A ONU possui o programa UN-REDD, cujo intuito é auxiliar países em desenvolvimento a preparar e implementar estratégias do gênero.
No total, o organismo concedeu US$67,3 milhões para 16 países (entre
eles Bolívia, República Democrática do Congo, Panamá e Sri Lanka)
desenvolverem e implementarem estratégias REDD. Segundo Indicadores de
Desenvolvimento Sustentável 2010, publicados pelo Instituto Brasileiro de Geografia e Estatística
(IBGE), a destruição da camada vegetal, a partir do desmatamento da
Amazônia e de queimadas no cerrado brasileiro, é responsável por mais de
75% da emissão de dióxido de carbono do Brasil, o que coloca o país
entre os dez maiores emissores mundiais de gases que contribuem com o
efeito estufa e, portanto, com o aquecimento global.
Um caso recente, noticiado pela Agência Pública,
trouxe a discussão sobre o mecanismo REDD para o foco do debate.

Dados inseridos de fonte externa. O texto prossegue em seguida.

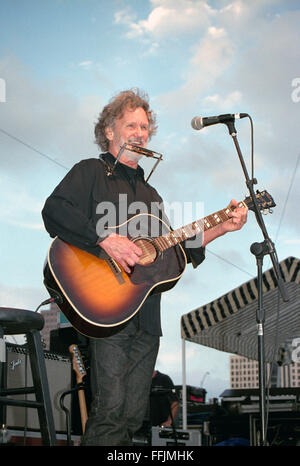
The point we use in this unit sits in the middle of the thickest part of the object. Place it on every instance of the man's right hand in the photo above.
(122, 250)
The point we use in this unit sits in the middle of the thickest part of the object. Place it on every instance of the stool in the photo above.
(18, 322)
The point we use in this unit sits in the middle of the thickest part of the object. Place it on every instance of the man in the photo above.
(122, 364)
(164, 402)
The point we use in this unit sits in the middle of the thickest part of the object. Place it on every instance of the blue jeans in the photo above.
(121, 373)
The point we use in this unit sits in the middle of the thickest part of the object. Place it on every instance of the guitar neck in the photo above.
(174, 237)
(83, 409)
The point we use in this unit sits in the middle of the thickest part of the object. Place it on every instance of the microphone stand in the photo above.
(259, 250)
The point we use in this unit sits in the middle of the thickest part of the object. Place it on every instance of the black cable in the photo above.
(32, 148)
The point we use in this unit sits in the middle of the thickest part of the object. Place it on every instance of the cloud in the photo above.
(47, 117)
(167, 19)
(18, 207)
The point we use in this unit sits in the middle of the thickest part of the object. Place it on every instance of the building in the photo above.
(244, 374)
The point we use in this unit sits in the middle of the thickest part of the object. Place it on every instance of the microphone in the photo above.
(57, 298)
(200, 122)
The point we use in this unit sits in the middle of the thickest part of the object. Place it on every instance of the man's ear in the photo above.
(109, 133)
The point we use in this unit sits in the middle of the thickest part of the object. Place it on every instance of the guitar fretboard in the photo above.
(189, 231)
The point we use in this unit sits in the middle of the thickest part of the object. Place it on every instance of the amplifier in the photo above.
(59, 372)
(165, 436)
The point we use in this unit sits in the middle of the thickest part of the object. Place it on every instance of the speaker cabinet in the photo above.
(18, 374)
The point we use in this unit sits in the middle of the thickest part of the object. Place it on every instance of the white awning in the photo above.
(229, 322)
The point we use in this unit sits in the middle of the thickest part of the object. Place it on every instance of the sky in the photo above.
(61, 61)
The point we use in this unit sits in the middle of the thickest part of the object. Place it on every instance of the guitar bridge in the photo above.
(116, 270)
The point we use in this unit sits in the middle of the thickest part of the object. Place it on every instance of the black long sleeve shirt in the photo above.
(72, 213)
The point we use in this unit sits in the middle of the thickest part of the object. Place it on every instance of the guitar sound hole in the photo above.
(149, 251)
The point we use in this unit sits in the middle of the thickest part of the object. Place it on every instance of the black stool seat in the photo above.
(17, 321)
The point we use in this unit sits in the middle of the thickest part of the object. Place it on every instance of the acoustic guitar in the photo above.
(95, 293)
(80, 371)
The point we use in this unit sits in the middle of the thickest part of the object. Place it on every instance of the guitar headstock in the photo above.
(264, 201)
(77, 362)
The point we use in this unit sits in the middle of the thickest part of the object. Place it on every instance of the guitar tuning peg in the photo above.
(267, 211)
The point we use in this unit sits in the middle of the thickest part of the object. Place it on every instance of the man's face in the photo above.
(132, 127)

A
reportagem informa que a empresa irlandesa Celestial Green pagou R$ 120
milhões para adquirir os créditos de carbono de índios munducurus que
vivem no Pará, em contrato válido pelos próximos trinta anos.
Diz o texto:
Totalmente desconhecida no Brasil, a Celestial Green, sediada em Dublin, se declara proprietária dos direitos aos créditos de carbono de 20 milhões de hectares na Amazônia brasileira – o que equivale aos territórios da Suíça e da Áustria somados. Juntos, os 17 projetos da empresa na região teriam potencial para gerar mais de 6 bilhões de toneladas de créditos de carbono, segundo a própria empresa. Os créditos por desmatamento evitado, ou REDD (Redução de Emissões por Desmatamento e Degradação florestal), não são “oficiais”, ou seja, não podem ser vendidos nos mercados regulamentados pelo protocolo de Kyoto.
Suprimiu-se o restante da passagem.